Dążenie Japończyków do osiągnięcia ideału, w tym przypadku dotyczącego wszystkich elementów składowych, jakie stanowią o tym, jak odbieramy dane auto jako "dobre", wyraża się w pojęciu wywodzącym się z rytuału Yabusame, które nazywane jest Jinba Ittai – czyli jedność jeźdźca z koniem.
Sposób na perfekcję według inżynierów Mazdy
- Był taki moment w trakcie jazdy, kiedy poczułem, że samochód jakby nie istnieje. Pomyślałem, że to jest właśnie to - mówi Tetsu Kasahara, inżynier zajmujący się rozwojem podwozi w Maździe. Człowiek, który pracował już przy pierwszej generacji MX-5 i w fazie rozwoju zrobił nią (i każdą następną jej generacją) tysiące kilometrów po torze testowym Miyoshi. Dziś osiągnięcie takiego poziomu nirwany podczas jazdy jest rdzeniem tego, jak firma podchodzi do budowania aut.
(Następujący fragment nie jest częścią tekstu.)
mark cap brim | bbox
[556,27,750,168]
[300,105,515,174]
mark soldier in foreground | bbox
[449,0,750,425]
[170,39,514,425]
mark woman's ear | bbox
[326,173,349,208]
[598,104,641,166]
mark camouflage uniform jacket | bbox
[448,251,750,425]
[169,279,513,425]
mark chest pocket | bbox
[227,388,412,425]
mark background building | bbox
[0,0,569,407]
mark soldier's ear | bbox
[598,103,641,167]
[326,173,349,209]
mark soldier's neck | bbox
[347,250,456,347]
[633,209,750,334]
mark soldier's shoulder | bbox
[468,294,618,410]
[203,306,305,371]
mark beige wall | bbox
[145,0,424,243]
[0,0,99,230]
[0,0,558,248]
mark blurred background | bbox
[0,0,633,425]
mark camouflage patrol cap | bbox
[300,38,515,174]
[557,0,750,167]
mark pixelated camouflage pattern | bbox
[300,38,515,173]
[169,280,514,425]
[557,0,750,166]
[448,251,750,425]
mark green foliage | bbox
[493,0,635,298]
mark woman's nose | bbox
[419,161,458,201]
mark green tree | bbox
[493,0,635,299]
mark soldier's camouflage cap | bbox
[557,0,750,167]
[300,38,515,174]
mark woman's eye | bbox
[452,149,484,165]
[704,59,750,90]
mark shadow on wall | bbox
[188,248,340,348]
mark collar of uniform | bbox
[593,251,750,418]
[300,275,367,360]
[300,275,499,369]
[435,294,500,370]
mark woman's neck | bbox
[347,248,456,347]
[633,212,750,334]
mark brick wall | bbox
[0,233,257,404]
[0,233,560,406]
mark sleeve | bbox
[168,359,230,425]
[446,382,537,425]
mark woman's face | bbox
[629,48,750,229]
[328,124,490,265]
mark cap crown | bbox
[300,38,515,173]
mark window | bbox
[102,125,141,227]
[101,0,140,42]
- Samochody są jednym z narzędzi, których używamy, by wykroczyć poza nasze fizyczne możliwości dotyczące poruszania się – mówi Takao Kijama, były manager zarządzający programem rozwoju Mazdy MX-5. – Ale ja wierzę, że samochód powinien być też przedłużeniem naszego jestestwa. To jest esencja jedności jeźdźca i konia. Koń i jego jeździec komunikują się poprzez "uczucie". Koń wie, jak dostosować swój krok w galopie, by jeździec mógł wypuścić strzałę. Jeździec zaś czuje ten optymalny moment i jeśli dobrze wyceluje, trafia ona w środek tarczy. My staramy się wytworzyć podobny związek pomiędzy samochodem a kierowcą. Rodzaj harmonii, która sprawia, że prowadzenie dostarcza przyjemności.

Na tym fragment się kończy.